Back when then-Supreme Court nominee Neil M. Gorsuch criticized President Trump's attacks on the judiciary as “demoralizing” and “disheartening,” there was some thought that it was contrived — a fake show of independence from an unpopular president's nominee designed to make Gorsuch more confirmable.

Trump apparently didn't see it that way. In fact, according to The Washington Post's reporting, Trump privately vented about Gorsuch's disloyalty and even about pulling his nomination.

The nearly year-old episode is the latest to emerge from the White House of a president engaged in a never-ending search for unquestioning loyalty and unflinching gratitude — very often in places where no president should expect it.

As The Post's Ashley Parker, Josh Dawsey and Robert Barnes report:

Trump, according to several people with knowledge of the discussions, was upset that Gorsuch had pointedly distanced himself from the president in a private February meeting with Sen. Richard Blumenthal (D-Conn.), telling the senator he found Trump’s repeated attacks on the federal judiciary “disheartening” and “demoralizing.”
The president worried that Gorsuch would not be “loyal,” one of the people said, and told aides that he was tempted to pull Gorsuch’s nomination — and that he knew plenty of other judges who would want the job.
It is unclear whether Trump’s “explosion,” as another administration official described it, truly put Gorsuch’s nomination in jeopardy or whether the president was expressing his frustration aloud, as he often does. But at the time, some in the White House and on Capitol Hill feared that Gorsuch’s confirmation — which had been shaping up to be one of the clearest triumphs of Trump’s tumultuous young presidency — was on the verge of going awry.

What's perhaps most notable here is how thoroughly unsurprising this is. Time and again, Trump has been frustrated by a lack of fealty from those he has elevated to high-level posts. Sometimes, as with Secretary of State Rex Tillerson, Trump has a very reasonable expectation of loyalty. But where this has really blown up is when the Trump appointee is in a position in which loyalty to the chief executive isn't really in the job description. And these conflicts have provided or cast a shadow over some of the defining moments of his presidency.

Among those whose lack of loyalty have reportedly frustrated Trump, in addition to Gorsuch, are former FBI director James B. Comey, Attorney General Jeff Sessions, and Deputy Attorney General Rod J. Rosenstein. All three work for federal law enforcement, where their loyalty is to the law, and that has created clear conflicts with Trump because of the Russia investigation. Trump fired Comey, has frequently stewed about Sessions's decision to recuse himself from the investigation and for his lack of initiative in going after Trump's antagonists, and has repeatedly suggested Rosenstein (who appointed Russia special counsel Robert S. Mueller III) is a Democrat.

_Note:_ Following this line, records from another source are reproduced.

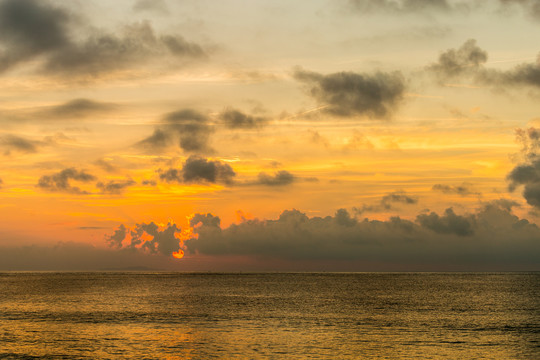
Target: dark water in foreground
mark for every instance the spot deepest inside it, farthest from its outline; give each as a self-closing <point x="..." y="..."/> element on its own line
<point x="201" y="316"/>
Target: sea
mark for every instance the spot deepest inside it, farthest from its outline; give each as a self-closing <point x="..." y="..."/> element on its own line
<point x="157" y="315"/>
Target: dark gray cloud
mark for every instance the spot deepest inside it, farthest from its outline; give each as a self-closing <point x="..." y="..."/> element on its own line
<point x="31" y="29"/>
<point x="449" y="223"/>
<point x="197" y="169"/>
<point x="61" y="181"/>
<point x="493" y="234"/>
<point x="407" y="6"/>
<point x="387" y="202"/>
<point x="350" y="94"/>
<point x="188" y="127"/>
<point x="106" y="165"/>
<point x="115" y="240"/>
<point x="18" y="144"/>
<point x="114" y="186"/>
<point x="77" y="108"/>
<point x="468" y="62"/>
<point x="280" y="178"/>
<point x="464" y="189"/>
<point x="235" y="119"/>
<point x="467" y="59"/>
<point x="527" y="172"/>
<point x="147" y="238"/>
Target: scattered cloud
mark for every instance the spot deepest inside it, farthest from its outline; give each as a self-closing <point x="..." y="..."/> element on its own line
<point x="387" y="202"/>
<point x="346" y="94"/>
<point x="106" y="165"/>
<point x="60" y="181"/>
<point x="449" y="223"/>
<point x="280" y="178"/>
<point x="464" y="189"/>
<point x="235" y="119"/>
<point x="149" y="238"/>
<point x="18" y="144"/>
<point x="39" y="30"/>
<point x="114" y="186"/>
<point x="468" y="62"/>
<point x="467" y="59"/>
<point x="77" y="108"/>
<point x="527" y="172"/>
<point x="197" y="169"/>
<point x="492" y="234"/>
<point x="188" y="127"/>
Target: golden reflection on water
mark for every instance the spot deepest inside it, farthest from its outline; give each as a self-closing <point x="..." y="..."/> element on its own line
<point x="246" y="316"/>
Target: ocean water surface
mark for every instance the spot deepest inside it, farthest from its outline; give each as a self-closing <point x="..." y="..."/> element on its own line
<point x="269" y="315"/>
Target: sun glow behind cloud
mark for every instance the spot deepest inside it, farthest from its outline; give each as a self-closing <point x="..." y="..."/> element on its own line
<point x="115" y="115"/>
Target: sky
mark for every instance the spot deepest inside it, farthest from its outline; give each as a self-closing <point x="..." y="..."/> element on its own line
<point x="348" y="135"/>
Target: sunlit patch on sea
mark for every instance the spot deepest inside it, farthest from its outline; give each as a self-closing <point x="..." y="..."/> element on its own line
<point x="269" y="315"/>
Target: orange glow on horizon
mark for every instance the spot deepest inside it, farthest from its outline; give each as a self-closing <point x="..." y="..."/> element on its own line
<point x="178" y="255"/>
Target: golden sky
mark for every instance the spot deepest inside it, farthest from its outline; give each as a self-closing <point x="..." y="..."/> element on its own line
<point x="269" y="135"/>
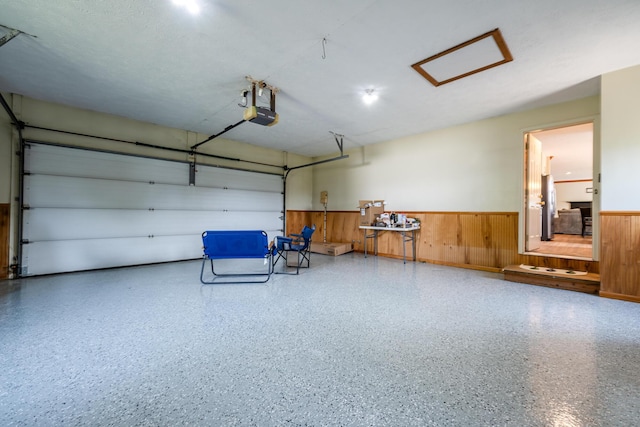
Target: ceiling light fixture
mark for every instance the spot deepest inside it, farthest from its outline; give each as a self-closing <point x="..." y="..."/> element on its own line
<point x="369" y="97"/>
<point x="243" y="99"/>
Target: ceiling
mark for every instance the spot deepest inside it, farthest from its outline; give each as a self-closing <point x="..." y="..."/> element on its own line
<point x="153" y="61"/>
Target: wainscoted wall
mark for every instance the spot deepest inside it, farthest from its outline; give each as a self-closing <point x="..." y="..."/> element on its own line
<point x="478" y="240"/>
<point x="4" y="240"/>
<point x="620" y="255"/>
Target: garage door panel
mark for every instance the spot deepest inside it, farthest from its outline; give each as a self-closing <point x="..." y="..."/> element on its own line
<point x="75" y="192"/>
<point x="75" y="255"/>
<point x="87" y="210"/>
<point x="237" y="180"/>
<point x="73" y="224"/>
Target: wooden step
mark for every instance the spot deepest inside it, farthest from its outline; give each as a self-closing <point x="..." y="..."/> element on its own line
<point x="333" y="249"/>
<point x="561" y="279"/>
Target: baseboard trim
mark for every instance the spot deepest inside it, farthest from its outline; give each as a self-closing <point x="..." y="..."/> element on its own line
<point x="623" y="297"/>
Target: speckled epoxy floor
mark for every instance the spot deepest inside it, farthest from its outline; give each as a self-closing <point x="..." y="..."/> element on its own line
<point x="349" y="342"/>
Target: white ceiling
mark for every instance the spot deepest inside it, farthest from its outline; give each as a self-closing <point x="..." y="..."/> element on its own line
<point x="151" y="61"/>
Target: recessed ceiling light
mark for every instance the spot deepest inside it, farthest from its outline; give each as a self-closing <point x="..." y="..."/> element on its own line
<point x="369" y="96"/>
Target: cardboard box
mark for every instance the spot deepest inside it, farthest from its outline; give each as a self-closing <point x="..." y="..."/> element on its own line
<point x="333" y="249"/>
<point x="369" y="210"/>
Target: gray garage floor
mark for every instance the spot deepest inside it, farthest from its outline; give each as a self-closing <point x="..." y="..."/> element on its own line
<point x="349" y="342"/>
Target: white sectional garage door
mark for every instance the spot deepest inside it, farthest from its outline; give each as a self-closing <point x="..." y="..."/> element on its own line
<point x="90" y="209"/>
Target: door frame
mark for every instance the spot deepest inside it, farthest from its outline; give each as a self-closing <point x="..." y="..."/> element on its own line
<point x="522" y="217"/>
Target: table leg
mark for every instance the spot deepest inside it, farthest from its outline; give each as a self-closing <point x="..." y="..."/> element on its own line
<point x="413" y="238"/>
<point x="375" y="242"/>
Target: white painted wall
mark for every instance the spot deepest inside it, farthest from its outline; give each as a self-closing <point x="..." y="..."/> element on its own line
<point x="475" y="167"/>
<point x="5" y="154"/>
<point x="572" y="192"/>
<point x="620" y="154"/>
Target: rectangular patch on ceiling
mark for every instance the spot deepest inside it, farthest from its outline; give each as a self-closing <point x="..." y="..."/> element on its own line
<point x="473" y="56"/>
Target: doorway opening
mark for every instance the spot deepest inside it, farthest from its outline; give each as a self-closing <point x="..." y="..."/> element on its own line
<point x="558" y="214"/>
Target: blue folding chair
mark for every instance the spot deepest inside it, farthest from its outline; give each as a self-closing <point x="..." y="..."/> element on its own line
<point x="299" y="245"/>
<point x="232" y="244"/>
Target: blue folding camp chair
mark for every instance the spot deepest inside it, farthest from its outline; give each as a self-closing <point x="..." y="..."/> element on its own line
<point x="298" y="245"/>
<point x="241" y="244"/>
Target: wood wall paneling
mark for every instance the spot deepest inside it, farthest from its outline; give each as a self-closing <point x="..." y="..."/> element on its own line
<point x="620" y="255"/>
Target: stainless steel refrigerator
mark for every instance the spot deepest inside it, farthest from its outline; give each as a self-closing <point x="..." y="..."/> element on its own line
<point x="548" y="207"/>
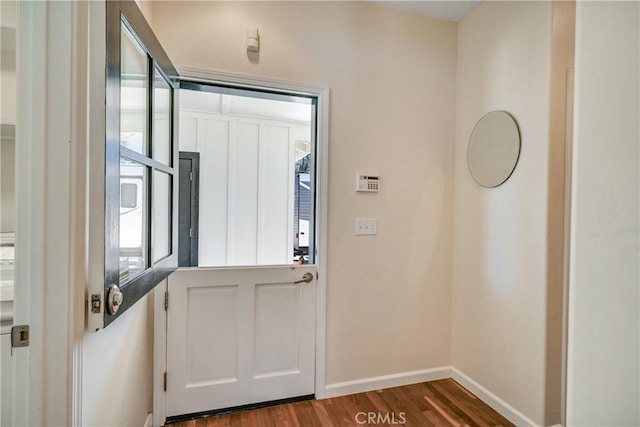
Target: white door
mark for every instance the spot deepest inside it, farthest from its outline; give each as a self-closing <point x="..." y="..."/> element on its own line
<point x="240" y="330"/>
<point x="239" y="336"/>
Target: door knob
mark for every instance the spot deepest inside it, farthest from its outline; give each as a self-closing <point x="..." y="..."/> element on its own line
<point x="306" y="278"/>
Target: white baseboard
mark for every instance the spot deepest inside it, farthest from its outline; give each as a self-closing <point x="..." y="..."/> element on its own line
<point x="385" y="381"/>
<point x="149" y="421"/>
<point x="499" y="405"/>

Trump has also been frustrated by what he sees as a lack of loyalty from Republican members of Congress who have failed to pass his agenda, ignoring the fact that they were elected by their own constituents and come from what the Constitution lays out as coequal branches of government. In a rare public rebuke of Trump in August, Senate Majority Leader Mitch McConnell (R-Ky.) said Trump had “excessive expectations about how quickly things happen in the democratic process” and suggested Trump didn't understand how interactions between the executive and legislative branches work.

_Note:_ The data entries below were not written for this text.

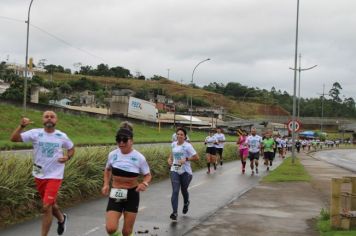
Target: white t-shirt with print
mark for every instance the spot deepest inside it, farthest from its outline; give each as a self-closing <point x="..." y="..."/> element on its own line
<point x="221" y="139"/>
<point x="174" y="137"/>
<point x="133" y="162"/>
<point x="211" y="141"/>
<point x="181" y="152"/>
<point x="47" y="149"/>
<point x="254" y="143"/>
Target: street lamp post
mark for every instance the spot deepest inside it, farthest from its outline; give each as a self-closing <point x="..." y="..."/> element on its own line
<point x="299" y="72"/>
<point x="26" y="59"/>
<point x="191" y="96"/>
<point x="295" y="84"/>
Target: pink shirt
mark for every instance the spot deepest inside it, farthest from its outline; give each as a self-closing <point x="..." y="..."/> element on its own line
<point x="242" y="142"/>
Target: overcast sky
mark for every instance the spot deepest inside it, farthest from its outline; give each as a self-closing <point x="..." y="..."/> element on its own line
<point x="248" y="41"/>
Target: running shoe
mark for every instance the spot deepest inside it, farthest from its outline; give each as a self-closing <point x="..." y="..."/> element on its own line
<point x="186" y="207"/>
<point x="173" y="216"/>
<point x="62" y="225"/>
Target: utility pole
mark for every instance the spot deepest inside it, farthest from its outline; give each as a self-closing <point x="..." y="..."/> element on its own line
<point x="295" y="84"/>
<point x="299" y="73"/>
<point x="26" y="58"/>
<point x="322" y="109"/>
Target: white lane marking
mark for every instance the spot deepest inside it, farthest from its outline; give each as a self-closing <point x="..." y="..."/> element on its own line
<point x="90" y="231"/>
<point x="198" y="184"/>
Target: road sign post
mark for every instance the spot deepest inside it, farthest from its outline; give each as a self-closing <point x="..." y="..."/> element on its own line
<point x="297" y="126"/>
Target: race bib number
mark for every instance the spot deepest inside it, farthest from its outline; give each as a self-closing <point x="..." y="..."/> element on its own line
<point x="177" y="168"/>
<point x="37" y="171"/>
<point x="119" y="194"/>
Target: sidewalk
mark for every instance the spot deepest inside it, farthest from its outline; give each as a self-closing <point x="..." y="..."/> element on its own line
<point x="282" y="209"/>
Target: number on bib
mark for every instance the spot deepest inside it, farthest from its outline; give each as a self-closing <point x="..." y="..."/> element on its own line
<point x="119" y="194"/>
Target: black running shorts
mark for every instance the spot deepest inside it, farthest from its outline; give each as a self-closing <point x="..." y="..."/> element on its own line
<point x="211" y="150"/>
<point x="129" y="205"/>
<point x="253" y="156"/>
<point x="219" y="151"/>
<point x="268" y="155"/>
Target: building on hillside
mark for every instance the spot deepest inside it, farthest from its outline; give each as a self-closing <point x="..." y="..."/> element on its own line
<point x="20" y="70"/>
<point x="123" y="92"/>
<point x="87" y="99"/>
<point x="3" y="86"/>
<point x="63" y="102"/>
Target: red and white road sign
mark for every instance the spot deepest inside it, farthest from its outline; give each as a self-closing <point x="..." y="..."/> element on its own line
<point x="297" y="125"/>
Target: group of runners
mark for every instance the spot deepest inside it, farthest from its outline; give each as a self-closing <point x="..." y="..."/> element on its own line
<point x="253" y="146"/>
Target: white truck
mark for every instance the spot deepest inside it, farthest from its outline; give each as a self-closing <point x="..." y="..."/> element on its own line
<point x="134" y="108"/>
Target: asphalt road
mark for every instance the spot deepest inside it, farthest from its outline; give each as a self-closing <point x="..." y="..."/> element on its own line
<point x="208" y="193"/>
<point x="345" y="158"/>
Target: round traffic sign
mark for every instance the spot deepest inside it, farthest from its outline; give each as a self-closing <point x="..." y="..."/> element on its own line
<point x="296" y="126"/>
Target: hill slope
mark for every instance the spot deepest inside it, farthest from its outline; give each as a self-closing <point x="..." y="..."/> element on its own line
<point x="172" y="88"/>
<point x="83" y="130"/>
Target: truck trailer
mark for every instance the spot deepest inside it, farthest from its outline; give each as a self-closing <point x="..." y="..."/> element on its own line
<point x="128" y="106"/>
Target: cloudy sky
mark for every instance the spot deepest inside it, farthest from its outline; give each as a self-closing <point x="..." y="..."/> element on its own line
<point x="248" y="41"/>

On the other side of the coin, Trump has been extremely happy with the controversial degree of loyalty he's received from CIA Director Mike Pompeo — so much so that Pompeo has been rumored as his pick to replace Tillerson — despite Pompeo's agency also playing a key role in Russia-related matters.

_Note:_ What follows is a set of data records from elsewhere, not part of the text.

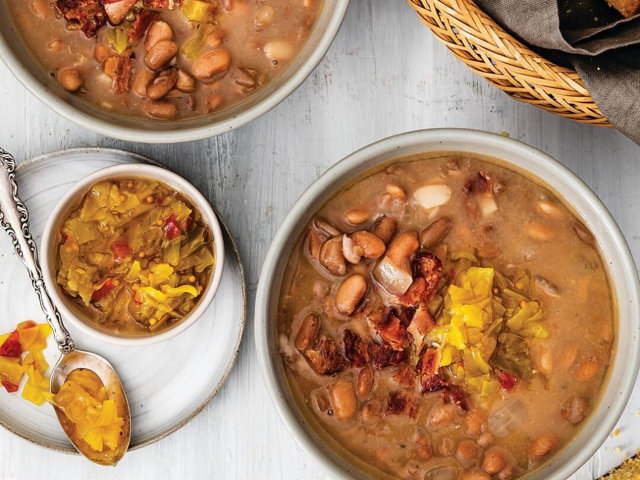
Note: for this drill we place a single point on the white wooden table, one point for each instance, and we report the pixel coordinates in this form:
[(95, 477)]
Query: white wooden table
[(385, 74)]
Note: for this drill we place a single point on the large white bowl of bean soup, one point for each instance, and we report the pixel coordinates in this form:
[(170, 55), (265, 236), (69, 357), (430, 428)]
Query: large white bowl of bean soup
[(163, 71), (449, 304)]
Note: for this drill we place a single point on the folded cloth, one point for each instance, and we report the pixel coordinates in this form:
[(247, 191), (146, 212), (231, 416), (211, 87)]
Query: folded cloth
[(590, 37)]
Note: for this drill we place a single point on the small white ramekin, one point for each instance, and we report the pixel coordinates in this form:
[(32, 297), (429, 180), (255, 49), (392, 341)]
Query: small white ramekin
[(70, 311)]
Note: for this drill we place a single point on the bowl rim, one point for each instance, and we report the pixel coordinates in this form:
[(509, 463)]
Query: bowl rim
[(367, 157), (131, 170), (209, 129)]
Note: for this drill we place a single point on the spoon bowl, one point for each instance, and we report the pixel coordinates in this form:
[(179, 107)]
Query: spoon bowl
[(81, 360), (14, 219)]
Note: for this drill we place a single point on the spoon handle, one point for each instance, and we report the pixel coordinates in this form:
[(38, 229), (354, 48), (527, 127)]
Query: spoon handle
[(14, 218)]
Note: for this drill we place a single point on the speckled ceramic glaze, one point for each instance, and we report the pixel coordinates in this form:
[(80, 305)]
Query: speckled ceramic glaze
[(168, 383), (626, 355)]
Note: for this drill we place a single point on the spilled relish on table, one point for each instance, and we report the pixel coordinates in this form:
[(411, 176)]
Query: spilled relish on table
[(134, 255)]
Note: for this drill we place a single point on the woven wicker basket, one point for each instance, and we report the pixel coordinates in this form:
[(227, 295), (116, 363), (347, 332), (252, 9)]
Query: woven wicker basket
[(488, 50)]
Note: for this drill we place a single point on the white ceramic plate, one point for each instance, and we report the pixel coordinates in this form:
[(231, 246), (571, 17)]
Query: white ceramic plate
[(167, 384)]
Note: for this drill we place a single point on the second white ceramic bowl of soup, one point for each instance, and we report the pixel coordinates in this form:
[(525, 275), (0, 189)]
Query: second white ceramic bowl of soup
[(50, 244), (534, 163), (110, 122)]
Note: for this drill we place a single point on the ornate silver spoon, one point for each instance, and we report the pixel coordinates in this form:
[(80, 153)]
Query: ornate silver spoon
[(14, 219)]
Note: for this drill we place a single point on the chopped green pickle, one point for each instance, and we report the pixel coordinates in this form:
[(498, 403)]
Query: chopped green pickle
[(134, 255)]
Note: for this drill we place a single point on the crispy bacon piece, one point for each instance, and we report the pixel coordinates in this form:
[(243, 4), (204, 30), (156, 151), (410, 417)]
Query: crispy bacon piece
[(382, 355), (118, 68), (141, 24), (429, 267), (165, 4), (394, 329), (405, 376), (456, 396), (326, 359), (428, 361), (422, 323), (86, 15), (415, 293), (431, 383), (399, 403), (356, 349)]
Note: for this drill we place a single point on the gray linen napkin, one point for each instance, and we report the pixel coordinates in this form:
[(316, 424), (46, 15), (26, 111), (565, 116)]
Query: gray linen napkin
[(590, 37)]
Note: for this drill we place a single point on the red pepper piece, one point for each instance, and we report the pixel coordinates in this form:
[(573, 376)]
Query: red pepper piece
[(508, 381), (103, 291), (10, 386), (171, 227), (11, 347), (121, 250)]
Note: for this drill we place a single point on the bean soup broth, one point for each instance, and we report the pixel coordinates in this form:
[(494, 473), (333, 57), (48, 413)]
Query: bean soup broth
[(446, 318), (162, 59)]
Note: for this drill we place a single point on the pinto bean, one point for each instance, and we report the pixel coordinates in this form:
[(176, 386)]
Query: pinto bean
[(467, 451), (214, 39), (332, 258), (160, 54), (365, 381), (350, 293), (70, 79), (343, 400), (385, 228), (435, 232), (540, 232), (211, 64), (402, 248), (308, 331), (507, 472), (542, 445), (493, 461), (264, 17), (162, 84), (446, 446), (160, 109), (372, 246), (351, 251), (476, 475)]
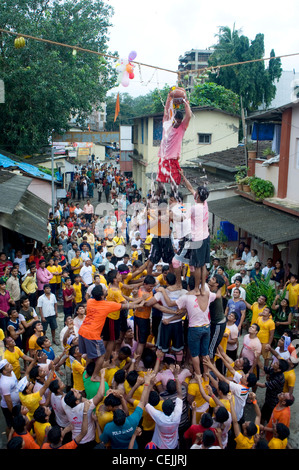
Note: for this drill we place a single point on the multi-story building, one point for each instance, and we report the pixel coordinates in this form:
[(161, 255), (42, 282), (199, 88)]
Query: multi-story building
[(190, 62)]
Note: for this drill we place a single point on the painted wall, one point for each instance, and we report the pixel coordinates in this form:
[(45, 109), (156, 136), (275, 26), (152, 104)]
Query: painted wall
[(293, 175), (42, 189), (223, 127), (269, 173)]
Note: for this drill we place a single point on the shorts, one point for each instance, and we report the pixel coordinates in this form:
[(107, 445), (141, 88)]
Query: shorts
[(8, 417), (50, 321), (93, 348), (141, 329), (198, 340), (168, 170), (123, 320), (294, 311), (111, 329), (200, 256), (265, 354), (161, 248), (173, 332)]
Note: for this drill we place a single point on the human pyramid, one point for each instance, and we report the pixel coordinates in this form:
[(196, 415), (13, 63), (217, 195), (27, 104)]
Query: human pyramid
[(153, 352)]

The unhappiness with Gorsuch is really just an extension of all of this — and the kind of Trump behavior that earned Gorsuch's rebuke in the first place. Trump had criticized the judiciary for halting his travel ban executive orders by suggesting the judges were biased and were acting beyond their mandate. He even suggested he might wage a campaign against judges who run afoul of him. This made pretty much anybody who believes in the separation of powers — and the judiciary's independence from the executive branch — squeamish. It was the first time that many started worrying about Trump spurring a constitutional crisis.

Gorsuch's public comments criticizing the man who had appointed him — even as his nomination was still under consideration — was one of the truly remarkable moments of the Trump presidency. But yet again, it just showed how Trump's demands for loyalty are often viewed as unreasonable by those around him and repeatedly test the bounds of the Constitution.